OSCON Update
July 27th, 2007

I’m writing this on the flight back to New York after a very successful OSCON in which we saw a lot of traffic on the Ingres booth, met with a lot of passionate open source community members and caught up with other members of the Open Solutions Alliance. The Ingres marketing team did an outstanding job of promoting my “Databases Don’t Matter” session and managed to pack the room to capacity. There were representatives of the Ingres, PostgreSQL, MySQL and Derby communities in the audience and we had a lively and interesting discussion on the topic of databases, contrasting the functionality that the open source databases provide and identifying their respective sweet spots. The general consensus was that databases are essential components of the IT infrastructure but that the ideal database should be invisible, available, reliable and maintenance free. The parallel I drew was to plumbing, where you don’t want to see it, hear it, or think about it, but it should always be available and should always just work.

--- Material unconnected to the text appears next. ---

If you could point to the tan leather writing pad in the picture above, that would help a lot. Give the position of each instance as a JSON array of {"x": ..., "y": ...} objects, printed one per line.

One of the audience members mentioned the fact that he was running PostgreSQL, MySQL and Oracle in his environment so I asked him about his decision making process when selecting which database was most appropriate for a particular application. I found it amusing when he said that he used MySQL for “data that didn’t matter”, so I polled the MySQL users in the audience to see how many of them were using MySQL similarly and it came as quite a shock to realize that all but one of the MySQL users are using it for “data that doesn’t matter”. Given our proven track record in mission critical deployments I believe that there’s a tremendous opportunity for us to introduce the MySQL community to an open source database solution for the data that really matters. The audience seemed genuinely interested in learning more about Ingres and I hope that they take me up on my invitation to download Ingres from our community web site.